ASPS Defeats Cosmetic Tax in Utah
Since March, ASPS has been working with a coalition that includes the Utah Society of Plastic Surgeons (USPS) and Utah Medical Association (UMA) to defeat a cosmetic medical tax provision in a Utah tax reform proposal. Earlier this year, the state's legislature attempted to levy a 3.1 percent cosmetic sales tax in a misguided effort to generate state tax revenue.
Upon learning of the initial cosmetic tax proposal in March, the ASPS quickly activated an aggressive grassroots campaign to all of its Utah members encouraging them to contact their legislator to stop the proposal from passing out of the Utah House. ASPS also encouraged members of the Stop Medical Taxes Coalition to share ASPS's grassroots alert with their own Utah memberships to encourage diverse engagement from the state's medical community. Thankfully, these efforts – coupled with strong opposition from other business stakeholders – ensured that the tax reform measure was not brought up for a vote. It subsequently failed upon adjournment of the legislature's regular session.
Shortly after the legislature adjourned, Governor Gary Herbert expressed his plan to convene a special legislative session to readdress tax reform. The legislature then moved forward with establishing the Tax Restructuring and Equalization Task Force to debate potential revenue options and seek public input on reforms through a series of public townhall meetings across the state.

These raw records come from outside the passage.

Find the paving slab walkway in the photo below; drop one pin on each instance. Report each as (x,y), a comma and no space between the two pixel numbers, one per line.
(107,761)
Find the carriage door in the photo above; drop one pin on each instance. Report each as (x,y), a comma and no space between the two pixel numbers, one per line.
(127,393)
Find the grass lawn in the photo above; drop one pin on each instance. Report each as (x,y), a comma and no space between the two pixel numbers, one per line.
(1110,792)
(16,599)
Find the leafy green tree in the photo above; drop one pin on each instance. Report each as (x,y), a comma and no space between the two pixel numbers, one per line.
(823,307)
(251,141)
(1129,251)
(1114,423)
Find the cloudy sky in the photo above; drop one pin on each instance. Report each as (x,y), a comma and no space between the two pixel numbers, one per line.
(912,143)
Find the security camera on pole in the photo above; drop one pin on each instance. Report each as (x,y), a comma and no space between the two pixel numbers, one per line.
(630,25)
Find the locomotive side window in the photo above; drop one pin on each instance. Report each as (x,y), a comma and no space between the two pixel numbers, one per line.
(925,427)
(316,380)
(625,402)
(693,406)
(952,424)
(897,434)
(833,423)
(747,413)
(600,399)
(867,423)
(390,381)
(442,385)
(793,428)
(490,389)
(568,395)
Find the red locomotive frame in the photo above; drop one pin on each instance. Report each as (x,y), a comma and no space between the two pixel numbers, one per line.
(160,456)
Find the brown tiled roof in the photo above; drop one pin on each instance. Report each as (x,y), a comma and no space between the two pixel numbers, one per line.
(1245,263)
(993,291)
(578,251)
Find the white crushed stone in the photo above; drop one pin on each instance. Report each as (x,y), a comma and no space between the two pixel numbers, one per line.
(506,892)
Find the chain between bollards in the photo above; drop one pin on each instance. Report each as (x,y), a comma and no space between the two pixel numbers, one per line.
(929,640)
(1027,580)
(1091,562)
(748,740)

ASPS activated a grassroots and social media campaign in conjunction with the launch of the Task Force encourage Utah ASPS members to share their opposition to the cosmetic tax. Additionally, ASPS members Brian Brzowski, MD, Renalto Saltz, MD, and Kimball Crofts, MD – the current President of the Utah Society of Plastic Surgeons – represented the specialty by testifying in-person during the July 30 townhall hearing to educate lawmakers about how a cosmetic tax would decrease Utahns access to care. Throughout the summer and fall, ASPS conducted strategy calls and supplied UMA and industry with outreach collateral to better educate lawmakers about the consequences of a cosmetic tax in their respective meetings.
In November, when the task force revisited the tax proposal in a special legislative session, ASPS worked with USPS and the UMA to ensure that no cosmetic tax was included in the updated proposal. On December 18, 2019, Governor Gary Herbert signed into law the final tax reform bill with no cosmetic medical tax included – delivering a tremendous victory for ASPS, the coalition and the specialty.